Tot en met 9 september loopt er een openbare consultatie ‘Wetsvoorstel implementatie Telecomcode’. Aanleiding voor de wetswijziging is een strenger eisenpakket van de Europese Commissie op het gebied van kwaliteit van communicatienetwerken, zowel in stedelijke gebieden als op het platteland.

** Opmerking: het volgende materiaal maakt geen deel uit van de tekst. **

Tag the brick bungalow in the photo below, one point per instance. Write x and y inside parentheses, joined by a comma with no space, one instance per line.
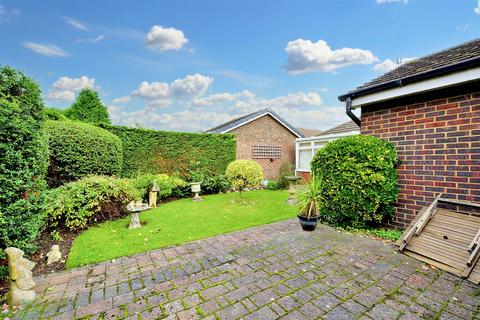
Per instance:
(430,110)
(265,137)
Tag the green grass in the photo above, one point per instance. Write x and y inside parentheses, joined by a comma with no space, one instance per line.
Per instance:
(178,222)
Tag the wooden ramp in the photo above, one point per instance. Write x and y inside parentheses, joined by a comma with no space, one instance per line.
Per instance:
(446,234)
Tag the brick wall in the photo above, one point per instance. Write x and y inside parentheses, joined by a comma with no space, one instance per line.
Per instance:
(265,131)
(437,136)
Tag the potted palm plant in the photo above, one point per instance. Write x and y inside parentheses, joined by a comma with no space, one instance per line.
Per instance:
(308,200)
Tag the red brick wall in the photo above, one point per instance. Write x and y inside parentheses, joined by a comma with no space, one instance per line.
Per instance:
(438,141)
(265,131)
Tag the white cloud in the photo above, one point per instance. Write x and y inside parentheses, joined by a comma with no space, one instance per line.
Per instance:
(391,1)
(91,39)
(48,50)
(75,23)
(152,91)
(120,100)
(305,56)
(388,65)
(65,88)
(191,85)
(6,14)
(163,39)
(218,99)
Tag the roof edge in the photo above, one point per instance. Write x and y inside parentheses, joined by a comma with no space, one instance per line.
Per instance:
(465,64)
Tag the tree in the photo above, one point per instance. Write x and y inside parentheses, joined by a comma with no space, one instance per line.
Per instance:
(23,161)
(88,108)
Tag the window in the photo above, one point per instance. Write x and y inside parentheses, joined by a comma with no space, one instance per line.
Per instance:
(267,152)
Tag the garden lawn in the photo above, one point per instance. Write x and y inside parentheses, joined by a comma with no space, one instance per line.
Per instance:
(178,222)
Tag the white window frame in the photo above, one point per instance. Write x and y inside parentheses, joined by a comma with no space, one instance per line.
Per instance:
(314,148)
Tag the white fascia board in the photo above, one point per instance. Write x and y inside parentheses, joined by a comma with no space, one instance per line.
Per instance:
(264,114)
(418,87)
(328,136)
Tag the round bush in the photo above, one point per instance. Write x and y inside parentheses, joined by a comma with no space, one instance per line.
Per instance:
(358,180)
(23,161)
(92,199)
(78,149)
(244,174)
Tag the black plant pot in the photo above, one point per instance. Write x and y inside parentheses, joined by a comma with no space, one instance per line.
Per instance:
(308,224)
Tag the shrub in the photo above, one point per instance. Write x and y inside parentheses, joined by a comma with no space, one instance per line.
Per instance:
(244,174)
(92,199)
(153,151)
(79,149)
(359,180)
(166,184)
(54,114)
(286,169)
(88,108)
(23,161)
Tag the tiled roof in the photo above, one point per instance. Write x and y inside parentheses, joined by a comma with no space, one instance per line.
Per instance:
(348,126)
(449,57)
(227,126)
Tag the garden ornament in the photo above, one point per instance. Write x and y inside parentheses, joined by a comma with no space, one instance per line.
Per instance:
(21,279)
(54,254)
(195,186)
(152,199)
(135,208)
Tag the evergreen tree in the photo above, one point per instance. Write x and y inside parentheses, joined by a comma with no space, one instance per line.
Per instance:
(88,108)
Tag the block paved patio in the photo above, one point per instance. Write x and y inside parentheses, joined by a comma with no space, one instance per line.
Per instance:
(274,271)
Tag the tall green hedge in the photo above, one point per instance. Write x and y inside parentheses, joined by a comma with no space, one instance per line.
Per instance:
(79,149)
(153,151)
(358,180)
(23,161)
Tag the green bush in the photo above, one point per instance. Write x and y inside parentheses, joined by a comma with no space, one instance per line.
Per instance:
(54,114)
(92,199)
(359,180)
(244,174)
(153,151)
(23,161)
(167,185)
(286,169)
(88,108)
(79,149)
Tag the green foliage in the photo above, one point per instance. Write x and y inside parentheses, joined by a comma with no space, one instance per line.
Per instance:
(23,160)
(54,114)
(286,169)
(309,198)
(358,180)
(92,199)
(272,185)
(88,108)
(244,174)
(153,151)
(166,184)
(210,183)
(80,149)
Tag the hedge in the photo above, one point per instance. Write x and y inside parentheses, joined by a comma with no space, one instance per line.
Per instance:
(358,180)
(153,151)
(79,149)
(23,161)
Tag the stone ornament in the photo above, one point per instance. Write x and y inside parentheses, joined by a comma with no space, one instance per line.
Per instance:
(152,198)
(21,277)
(135,208)
(54,255)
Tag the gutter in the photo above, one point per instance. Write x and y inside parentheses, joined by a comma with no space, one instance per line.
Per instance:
(348,111)
(465,64)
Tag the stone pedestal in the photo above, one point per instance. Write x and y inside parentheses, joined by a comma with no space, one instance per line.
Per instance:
(21,278)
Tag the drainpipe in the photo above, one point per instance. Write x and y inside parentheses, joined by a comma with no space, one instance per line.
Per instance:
(348,110)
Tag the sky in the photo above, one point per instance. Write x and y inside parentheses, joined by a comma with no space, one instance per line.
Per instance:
(191,65)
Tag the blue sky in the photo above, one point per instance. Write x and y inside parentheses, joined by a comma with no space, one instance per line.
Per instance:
(190,65)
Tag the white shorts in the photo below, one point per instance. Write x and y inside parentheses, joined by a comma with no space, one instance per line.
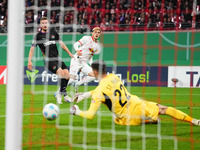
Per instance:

Zo moeten ‘alle burgers en bedrijven een brede toegang hebben tot netwerken met een hoge capaciteit voor een redelijke prijs’. Momenteel zou volgens het Integraal afwegingskader (IAK) in de hele EU sprake zijn van ‘onvoldoende investeringen in met name rurale gebieden’.
Betere randvoorwaarden
Het belangrijkste doel van de Telecomcode is het verbeteren van de randvoorwaarden voor het realiseren van snelle digitale communicatieverbindingen (‘connectiviteit’) in de EU, zoals met meer investeringen in snelle breedbandnetwerken. Dit doel komt als vierde pijler naast mededinging, interne markt en eindgebruikersbelangen.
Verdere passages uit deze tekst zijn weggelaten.